In a unique game of Consequences, each of the invited contributors provided up to 400 words of text describing one hour of Ernesto Bones’s existence. As the project unfolded, a continuous narrative emerged. The character, and the process by which he came about, is presented in ARD’s new Stanley Picker Fellowship exhibition.

A Day in the Life of Ernesto Bones includes 24 written contributions (in sequential order) from: Sara Fanelli; Heston Blumenthal; Tom Scott; Monica Narula; Jane Nisselson; Ben Kelly; Deyan Sudjic; Michael Elias; David Tanguy; Adrian Searle; Charlotte Cullinan; Miranda Carter; Shelley Fox; Lesley Bunch; Fergus Henderson; Helena Reckitt; Jane Withers; Simon Ofield-Kerr; Aric Chen; Daniel Hunt; Susan Cohn; Andrea Branzi; Michael Connor and John Hegarty.

ARD’s idea for their Stanley Picker Fellowship was inspired by the rules of ‘Exquisite Corpse’, a Surrealist game in which a series of collaborators adds in turn to a drawing or story, so that an unexpected composition emerges from the many continuous fragments.
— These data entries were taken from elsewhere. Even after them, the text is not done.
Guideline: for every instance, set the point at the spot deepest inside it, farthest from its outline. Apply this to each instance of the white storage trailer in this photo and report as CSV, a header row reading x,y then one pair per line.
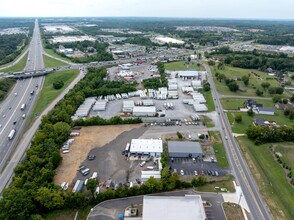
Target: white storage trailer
x,y
11,134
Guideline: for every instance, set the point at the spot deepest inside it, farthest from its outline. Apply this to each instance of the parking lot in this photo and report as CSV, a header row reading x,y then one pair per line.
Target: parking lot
x,y
111,164
189,167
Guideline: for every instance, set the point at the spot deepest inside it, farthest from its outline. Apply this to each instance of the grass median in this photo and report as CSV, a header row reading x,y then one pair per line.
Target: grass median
x,y
48,93
17,67
50,62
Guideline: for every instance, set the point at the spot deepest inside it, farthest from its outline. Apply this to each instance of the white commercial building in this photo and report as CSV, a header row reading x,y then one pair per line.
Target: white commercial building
x,y
151,147
188,207
128,106
144,111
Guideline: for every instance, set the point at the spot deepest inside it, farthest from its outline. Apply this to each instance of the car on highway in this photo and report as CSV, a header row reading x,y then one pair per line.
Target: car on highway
x,y
91,157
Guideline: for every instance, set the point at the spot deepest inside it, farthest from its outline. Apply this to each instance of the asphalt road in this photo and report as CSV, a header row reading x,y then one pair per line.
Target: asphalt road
x,y
258,208
11,114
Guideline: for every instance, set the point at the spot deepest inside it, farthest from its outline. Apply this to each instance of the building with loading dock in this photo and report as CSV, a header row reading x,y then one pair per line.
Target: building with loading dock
x,y
184,149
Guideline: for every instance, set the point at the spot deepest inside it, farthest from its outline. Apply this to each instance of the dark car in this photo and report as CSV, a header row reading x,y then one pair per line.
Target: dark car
x,y
91,157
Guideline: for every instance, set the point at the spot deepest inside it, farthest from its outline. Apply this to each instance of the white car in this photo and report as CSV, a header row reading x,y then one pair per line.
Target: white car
x,y
182,172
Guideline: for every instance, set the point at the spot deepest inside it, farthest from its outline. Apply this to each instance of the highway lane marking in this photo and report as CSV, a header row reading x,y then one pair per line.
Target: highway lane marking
x,y
17,106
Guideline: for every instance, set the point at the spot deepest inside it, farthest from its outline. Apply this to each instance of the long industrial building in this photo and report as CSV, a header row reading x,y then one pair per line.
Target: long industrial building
x,y
151,147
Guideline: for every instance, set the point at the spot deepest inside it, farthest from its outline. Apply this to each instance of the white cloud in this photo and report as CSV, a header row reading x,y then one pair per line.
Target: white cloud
x,y
152,8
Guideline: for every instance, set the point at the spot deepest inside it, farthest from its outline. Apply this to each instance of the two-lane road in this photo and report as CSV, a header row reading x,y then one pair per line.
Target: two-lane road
x,y
257,207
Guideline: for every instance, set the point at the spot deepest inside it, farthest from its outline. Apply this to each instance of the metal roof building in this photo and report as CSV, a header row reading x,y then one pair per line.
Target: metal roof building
x,y
152,147
184,149
188,207
144,111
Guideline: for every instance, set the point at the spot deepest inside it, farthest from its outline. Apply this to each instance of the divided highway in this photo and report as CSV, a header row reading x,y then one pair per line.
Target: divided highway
x,y
12,117
239,167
For the tale of Ernesto Bones, each contributor was asked to write a short text describing one hour in a 24 hour period. Each received the last two lines of the previous hour’s text and an image of an object representing one of Bones’s possessions. The objects were selected from the extraordinary collection of vintage domestic items and design pieces at the Stanley Picker House in Kingston upon Thames.

As Ab Rogers explains:

Storytelling has always been central to my practice – in many ways it is the creative starting point to all of my studio’s work. We use stories as a tool to communicate our ideas to each other, to our clients and to the end user. For this Fellowship we wanted to take this concept further – not merely to tell a story about our design for the project, but to make the story the design itself.”
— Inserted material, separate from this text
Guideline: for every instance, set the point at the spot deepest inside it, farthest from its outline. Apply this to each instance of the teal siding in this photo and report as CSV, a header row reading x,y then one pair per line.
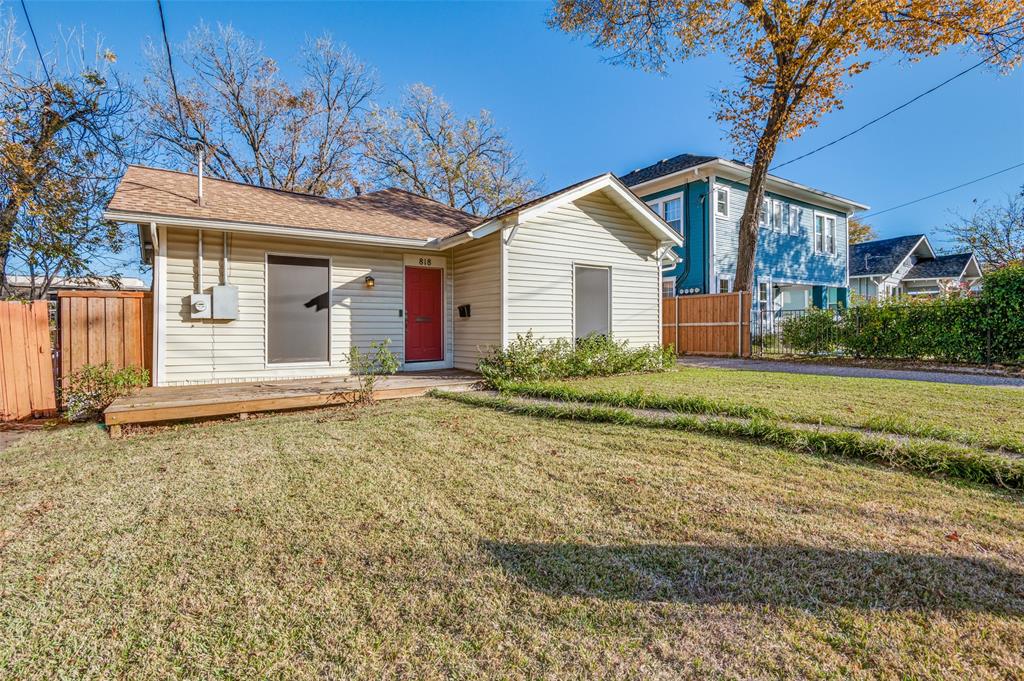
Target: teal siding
x,y
691,271
782,257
For the exhibition, ARD has adapted the 24 written accounts into a narrative installation comprising object-scenarios, rhythmic narrative sequences and vibrant storyboards. The exhibition is produced in collaboration with students from Kingston University’s MA Curating Contemporary Design and BA Interior Design courses.

Ab Rogers Design is an established London design studio that looks for extraordinary experiences in ordinary objects and environments. Creative director Ab Rogers has a signature style defined by playfulness, colour and motion and his practice embraces new materials and technologies in its commitment to making everyday life a place of surprise and delight.

The team at ARD offers a wide range of skills, with ten full-time designers ranging in discipline from architecture and interior design to exhibition and communications design. The practice has built up a network of regular collaborators which includes interactive specialists, lighting designers, joiners, fibreglass specialists and more.

ARD has worked with major institutions including the National Museum of Science and Industry, Tate Modern and the Design Museum in London, the Pompidou Centre in Paris, and the Caixa Forum in Barcelona and Madrid. Current projects include a permanent exhibition for the Science Museum, London, and temporary exhibitions at the Tate Modern. Commercial clients include Pizza Express, Little Chef and Condé Nast.

A Day in the Life of Ernesto Bones was produced for ARD’s Stanley Picker Fellowship in Design. The exhibition toured to Beijing Design Week 2011 as part of a special British Council funded programme celebrating London as the Festival’s first ever partner-city.